Coming back to his works is a joy for most performers. Their repertoires include selections and even entire sets of his output for their instrument. When asked about the secret of doing Mozart, singers reply that, "it must be sung cleanly," and, "it refreshes the voice to sing his music." He was a master of everything involving the communication of musical gesture. It's difficult to think of any other composer who has so many first-rate items in all categories.
Several cities are always Mozart-crazed. Salzburg, of course. Vienna. Prague. Places where the lad worked and played, and has been performed ever since. And it's probably right that we think of this genius as a lad. He almost made it to 36 before going to (perhaps) a better place. We don't know what his later maturity would have brought us. The portraits we see are the images of a young man. JFK is the same - he was taken at 46 and we didn't get to see him age. There are no pictures of him as an old man. Christ, also, is only portrayed as a young man, for he died at about 33. Very different and diverse characters, and perhaps never before brought together in a single thought.
So what do we do to celebrate this unique musician? WFMT is doing as it always has - playing his music exclusively. Symphonies, concerti, opera excerpts, solo instrumental works. Even a few of the bawdy songs will probably be thrown in. All Mozart, All the Time - at least for the available hours on Saturday.
This brings up the question of single-composer events. How many creators can stand up to the rigors of being the only attraction on the bill? Granted, an operatic performance is generally a single-composer evening, but symphonic or chamber concerts? The rule of thumb is for a balance of eras and styles. On a piano recital, that rule should also include the other thumb and the eight remaining fingers! So what's the plan? An older work, a romantic novelty, a new item and a big masterpiece. That's the formula, the convention, the expected, the norm. And when a performer dares to break those constraints, the reason had better well be a really good one - and it had better deliver! The public doesn't give those poor devils who pound and saw and blow much leeway in their tolerance. "Give us what we know and like," they cry, and excellence is expected... or that performer won't be asked to return very often.
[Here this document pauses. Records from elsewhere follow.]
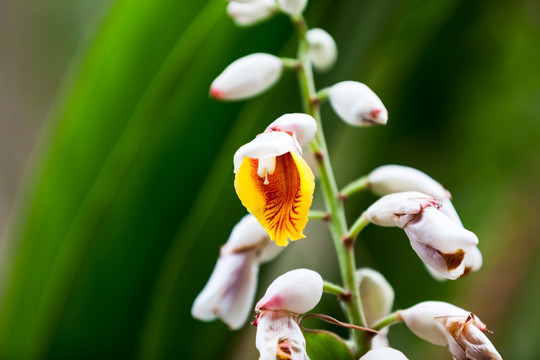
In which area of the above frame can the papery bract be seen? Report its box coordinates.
[191,215,281,329]
[264,113,317,148]
[360,347,408,360]
[234,131,315,246]
[210,53,283,100]
[227,0,277,26]
[328,81,388,126]
[306,28,337,71]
Which brings us back to the broken-mold idea of a single composer event, and this month's Mozart bash. A full symphonic concert of Mozart's works is not particularly uncommon. The Chicago Symphony has done that several times, as recently as earlier this month. There are a few other names who can get away with it... Beethoven, of course. Schubert, occasionally. You could think of a few more, but those would probably be argued by just-as-knowledgeable friends and colleagues. It's a very tricky and dangerous proposition, a minefield that tempts traversal and leaves the successful participant triumphant... but the plain is littered with many a failed aspirant.
Mozart? No problem. No question. Hardly a nay-sayer in the bunch, and those who dare decry are beaten back by the faithful throng. Why, our pal Amadeus could even support a full day every month! Perhaps even... dare we think of it?... every WEEK????? All Mozart, All the Time.
As radio and television become more compartmentalized, we are finding each station doing its own specific thing. Cable TV offers channels which do only weather, or sports, or news, or comedy, or movies... even "Fine Arts." Radio pioneered that route even earlier. Just a few stations still offer a variety, but most now do just their specialty, be it talk, religion, oldies, elevator-music, or any of several sub-species of rock. And yes, there are even "Classical Music" beacons, of which fewer and fewer survive each day. There's a joke in radio circles: The term "Broadcasting" is a misnomer... it should be called "Narrow-casting!"
There was (still is?) an all-Elvis radio station. But he's the King, right? I guess Mozart will have to settle for being 'just' divine.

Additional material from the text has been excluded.